Single by Central Cee

from the album 23
- Released: 10 September 2021
- Recorded: 2021
- Genre: UK drill
- Length: 1:48
- Label: Self-released; Parlophone;
- Songwriters: Oakley Neil Caesar-Su; Nastylgia; Victoria Walker; Alexander Crossan;
- Producers: Nastylgia; Mura Masa; PinkPantheress;

Central Cee singles chronology
| "Little Bit of This" (2021) | "Obsessed with You" (2021) | "Daily Duppy" (2021) |

Audio video
- "Obsessed with You" on YouTube

= Obsessed with You =

2021 single by Central Cee

"Obsessed with You" is a song by British rapper and songwriter Central Cee.
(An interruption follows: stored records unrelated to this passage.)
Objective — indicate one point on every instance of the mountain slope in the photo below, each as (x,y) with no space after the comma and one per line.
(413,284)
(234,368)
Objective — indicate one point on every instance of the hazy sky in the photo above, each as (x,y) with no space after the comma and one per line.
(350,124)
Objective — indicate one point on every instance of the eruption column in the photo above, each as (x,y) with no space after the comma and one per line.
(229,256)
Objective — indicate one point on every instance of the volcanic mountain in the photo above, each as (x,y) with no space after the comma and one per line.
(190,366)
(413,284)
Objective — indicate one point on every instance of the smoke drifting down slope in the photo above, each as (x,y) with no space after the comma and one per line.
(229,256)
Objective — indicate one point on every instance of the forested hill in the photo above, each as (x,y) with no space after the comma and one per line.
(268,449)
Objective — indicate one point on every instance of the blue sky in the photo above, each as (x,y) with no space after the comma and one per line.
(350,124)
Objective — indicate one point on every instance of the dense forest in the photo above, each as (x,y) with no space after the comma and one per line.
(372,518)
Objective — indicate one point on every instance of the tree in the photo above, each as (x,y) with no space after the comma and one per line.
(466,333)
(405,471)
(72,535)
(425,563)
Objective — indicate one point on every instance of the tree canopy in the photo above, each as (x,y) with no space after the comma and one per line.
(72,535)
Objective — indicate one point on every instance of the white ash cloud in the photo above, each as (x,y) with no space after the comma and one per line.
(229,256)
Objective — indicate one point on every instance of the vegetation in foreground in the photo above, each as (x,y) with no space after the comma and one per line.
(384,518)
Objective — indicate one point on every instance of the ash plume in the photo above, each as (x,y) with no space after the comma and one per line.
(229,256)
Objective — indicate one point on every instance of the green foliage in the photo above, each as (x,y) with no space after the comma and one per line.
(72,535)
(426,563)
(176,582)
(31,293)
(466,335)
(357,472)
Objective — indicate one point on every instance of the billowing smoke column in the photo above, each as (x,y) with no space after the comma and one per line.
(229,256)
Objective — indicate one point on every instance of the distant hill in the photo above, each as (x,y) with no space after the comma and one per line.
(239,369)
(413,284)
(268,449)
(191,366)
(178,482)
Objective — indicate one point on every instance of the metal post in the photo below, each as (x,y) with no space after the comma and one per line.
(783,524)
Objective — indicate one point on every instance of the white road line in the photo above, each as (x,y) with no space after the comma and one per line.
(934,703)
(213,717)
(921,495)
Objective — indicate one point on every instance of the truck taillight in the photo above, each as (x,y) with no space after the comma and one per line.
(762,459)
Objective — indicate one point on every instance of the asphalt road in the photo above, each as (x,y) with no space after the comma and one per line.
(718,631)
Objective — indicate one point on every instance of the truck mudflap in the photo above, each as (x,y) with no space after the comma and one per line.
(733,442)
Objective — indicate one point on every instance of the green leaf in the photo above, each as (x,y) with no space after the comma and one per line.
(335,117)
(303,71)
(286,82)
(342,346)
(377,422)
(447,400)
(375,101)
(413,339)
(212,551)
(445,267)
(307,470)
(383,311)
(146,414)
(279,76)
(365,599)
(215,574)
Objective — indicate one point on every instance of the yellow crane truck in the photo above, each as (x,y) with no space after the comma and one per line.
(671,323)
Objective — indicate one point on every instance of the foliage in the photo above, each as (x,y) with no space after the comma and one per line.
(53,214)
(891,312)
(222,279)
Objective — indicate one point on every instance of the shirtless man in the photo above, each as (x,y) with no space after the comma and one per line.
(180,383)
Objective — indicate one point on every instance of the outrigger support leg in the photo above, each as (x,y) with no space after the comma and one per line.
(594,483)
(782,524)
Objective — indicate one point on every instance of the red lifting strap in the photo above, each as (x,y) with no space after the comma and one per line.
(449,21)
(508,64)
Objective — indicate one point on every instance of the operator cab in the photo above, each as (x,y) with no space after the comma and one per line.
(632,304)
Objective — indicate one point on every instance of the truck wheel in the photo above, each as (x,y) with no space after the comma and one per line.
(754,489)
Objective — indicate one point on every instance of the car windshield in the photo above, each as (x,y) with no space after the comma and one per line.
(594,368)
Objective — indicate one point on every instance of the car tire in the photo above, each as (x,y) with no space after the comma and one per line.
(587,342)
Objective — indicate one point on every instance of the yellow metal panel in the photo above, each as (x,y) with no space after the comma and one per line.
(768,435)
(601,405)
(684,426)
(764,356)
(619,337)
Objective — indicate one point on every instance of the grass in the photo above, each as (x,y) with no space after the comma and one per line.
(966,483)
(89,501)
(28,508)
It was released on 10 September 2021 and reached number 4 in the United Kingdom, the first single from Central Cee's second mixtape 23. The song samples "Just for Me" by PinkPantheress.

==Charts==
===Weekly charts===

Weekly chart performance for "Obsessed with You"
| Chart (2021–2022) | Peak position |
|---|---|
| Australia (ARIA) | 30 |
| France (SNEP) | 45 |
| Ireland (IRMA) | 16 |
| Netherlands (Single Top 100) | 56 |
| New Zealand Hot Singles (RMNZ) | 3 |
| Portugal (AFP) | 105 |
| Sweden (Sverigetopplistan) | 70 |
| Switzerland (Schweizer Hitparade) | 65 |
| UK Singles (OCC) | 4 |
| UK Indie (OCC) | 1 |
| UK Hip Hop/R&B (OCC) | 1 |

===Year-end charts===

Year-end chart performance for "Obsessed with You"
| Chart (2021) | Position |
|---|---|
| UK Singles (OCC) | 87 |

==Certifications==

Certifications for "Obsessed with You"
| Region | Certification | Certified units/sales |
| Australia (ARIA) | Platinum | 70,000^{‡} |
| Canada (Music Canada) | Gold | 40,000^{‡} |
| Denmark (IFPI Danmark) | Gold | 45,000^{‡} |
| France (SNEP) | Platinum | 200,000^{‡} |
| Italy (FIMI) | Gold | 50,000^{‡} |
| Netherlands (NVPI) | Gold | 40,000^{‡} |
| New Zealand (RMNZ) | Platinum | 30,000^{‡} |
| Poland (ZPAV) | Gold | 25,000^{‡} |
| Portugal (AFP) | Platinum | 10,000^{‡} |
| Spain (PROMUSICAE) | Gold | 30,000^{‡} |
| United Kingdom (BPI) | Platinum | 600,000^{‡} |
Streaming
| Sweden (GLF) | Gold | 4,000,000^{†} |
^{‡} Sales+streaming figures based on certification alone. ^{†} Streaming-only figures based on certification alone.